Rien ne lui a été épargné, la mort de sa mère sans la voir une dernière fois, l'emprisonnement de son fils, un adolescent qui s'est fait arrêter pour retrouver son père ...
Malgré les épreuves, Ali Koudil est resté digne, sans concession ni compromis.
Que sa famille, notamment sa fille Sonia et son fils Arslane qui ont été d'un courage exemplaire, trouvent ici l'expression de mes sincères condoléances et de ma profonde sympathie.
Ci dessous, un extrait de son livre (Naufrage judiciaire): un père et son fils dans la meme prison:
" Lors d’une des visites de Sonia en début de l’année 2010, je compris, à son visage défait, que quelque chose de grave s’était passé. Je n’avais pas besoin de la presser pour qu’elle se mette à parler :
— Papa, tu n’as pas vu Arslane ?
D’abord surpris par une telle question, je pensais par la suite à une fugue et qu’il avait disparu. Mais, le chercher en prison n’était pas normal !
— Il est ici, à la prison d’El Harrach ! C’est pour cela que je t’ai demandé si tu l’avais vu.
Je pris ma tête entre mes mains, comme si je voulais éviter à mon cerveau de fuir mon crâne. Brusquement, je ressentis une chute de tension et mon corps s’alourdir, au point où mes genoux se mirent à trembler. Heureusement, j’étais assis. Je m’appuyai néanmoins sur mes coudes, l’interphone toujours dans mes bras. Sonia remarqua mon visage livide :
— Ce n’est pas grave, papa. Il en a pour six mois ! A quelque chose malheur est bon, me dit-elle. Il n’était pas bien ; il avait besoin d’être enfermé. Je pense même qu’il a fait exprès pour venir te rejoindre. Il a volé une paire de lunettes de soleil dans une voiture, alors qu’il en possède trois et de grande marque. Ce n’est pas normal.
Cette fois-ci, j’écourtai la visite et partit précipitamment avec mon panier plein, à la recherche de mon fils dans les cellules de la prison d’El Harrach.
J’avais d’abord vérifié dans la salle des nouveaux entrants. Un jeune homme, faisant fonction de prévôt de salle, vint me saluer.
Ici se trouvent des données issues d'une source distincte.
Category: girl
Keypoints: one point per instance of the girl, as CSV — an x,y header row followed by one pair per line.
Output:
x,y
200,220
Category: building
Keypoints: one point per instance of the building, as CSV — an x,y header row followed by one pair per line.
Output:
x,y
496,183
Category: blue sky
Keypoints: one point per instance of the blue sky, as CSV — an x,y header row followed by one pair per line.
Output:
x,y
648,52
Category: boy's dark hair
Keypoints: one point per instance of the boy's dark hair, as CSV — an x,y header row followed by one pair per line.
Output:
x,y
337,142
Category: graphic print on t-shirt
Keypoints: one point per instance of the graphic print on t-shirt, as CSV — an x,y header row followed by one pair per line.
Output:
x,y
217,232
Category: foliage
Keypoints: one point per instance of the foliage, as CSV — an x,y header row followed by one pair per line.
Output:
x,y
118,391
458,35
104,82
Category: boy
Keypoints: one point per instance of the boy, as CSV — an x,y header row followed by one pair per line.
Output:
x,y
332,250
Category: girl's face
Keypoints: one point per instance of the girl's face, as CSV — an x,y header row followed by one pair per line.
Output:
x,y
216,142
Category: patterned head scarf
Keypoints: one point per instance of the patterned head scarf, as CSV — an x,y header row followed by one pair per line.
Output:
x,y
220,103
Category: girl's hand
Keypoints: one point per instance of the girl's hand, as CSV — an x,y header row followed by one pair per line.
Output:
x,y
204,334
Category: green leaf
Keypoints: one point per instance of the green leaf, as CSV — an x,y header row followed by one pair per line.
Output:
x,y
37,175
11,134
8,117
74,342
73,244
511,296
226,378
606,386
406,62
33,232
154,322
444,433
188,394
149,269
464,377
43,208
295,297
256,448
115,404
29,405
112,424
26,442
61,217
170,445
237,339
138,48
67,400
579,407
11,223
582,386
Je l’avais reconnu ; c’était un voisin de quartier :
— Saha tonton ! Tu recherches Arslane, je le sais ! Il n’est plus ici ; il a été transféré à la 5 B ; ne vous inquiétez pas tonton, il est bien et ne manque de rien. Il y a des amis avec lui.
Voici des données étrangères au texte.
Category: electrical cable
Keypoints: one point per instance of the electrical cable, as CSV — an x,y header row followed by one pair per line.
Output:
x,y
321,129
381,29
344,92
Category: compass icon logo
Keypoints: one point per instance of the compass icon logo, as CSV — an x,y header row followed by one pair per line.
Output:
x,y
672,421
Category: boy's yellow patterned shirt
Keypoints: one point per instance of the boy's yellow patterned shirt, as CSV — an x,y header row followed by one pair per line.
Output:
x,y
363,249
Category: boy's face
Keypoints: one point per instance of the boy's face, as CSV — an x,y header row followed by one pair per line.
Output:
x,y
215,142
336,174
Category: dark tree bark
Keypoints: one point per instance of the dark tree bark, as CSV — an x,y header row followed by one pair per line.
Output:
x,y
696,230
Je retournai sur mes pas et demandai l’autorisation au gardien de me permettre de rendre visite à mon fils à la 5 B.
— Votre fils ? Quel malheur ! Un père et son fils dans la même prison ! Quel est son nom ?
— Arslane Koudil
— Oui, je le connais, il est rentré il y’a deux jours. Allez le voir, et restez autant de temps que vous le souhaitez !
La grille de la 5 B était fermée. Je demandais à un jeune homme agrippé à la grille d’appeler Arslane. Quelques minutes plus tard, qui me semblèrent une éternité, il était en face de moi, tête baissée de honte. Il avait le visage amaigri et les yeux cernés.
Le gardien ouvrit la grille et lui demanda de sortir sur le perron. Il se jeta dans mes bras sans un mot. Je le serrais très fort et réprimai les larmes qui embuaient déjà ma vue. Lui non plus ne voulait pas montrer qu’il pleurait devant ses compagnons de salle, mais il ne parla pas, de peur que sa voix brisée ne le trahisse. Mon fils était enfin dans mes bras ; j’étais heureux, même si notre rencontre s’effectuait dans un établissement pénitentiaire. Je le repoussai légèrement pour le regardai.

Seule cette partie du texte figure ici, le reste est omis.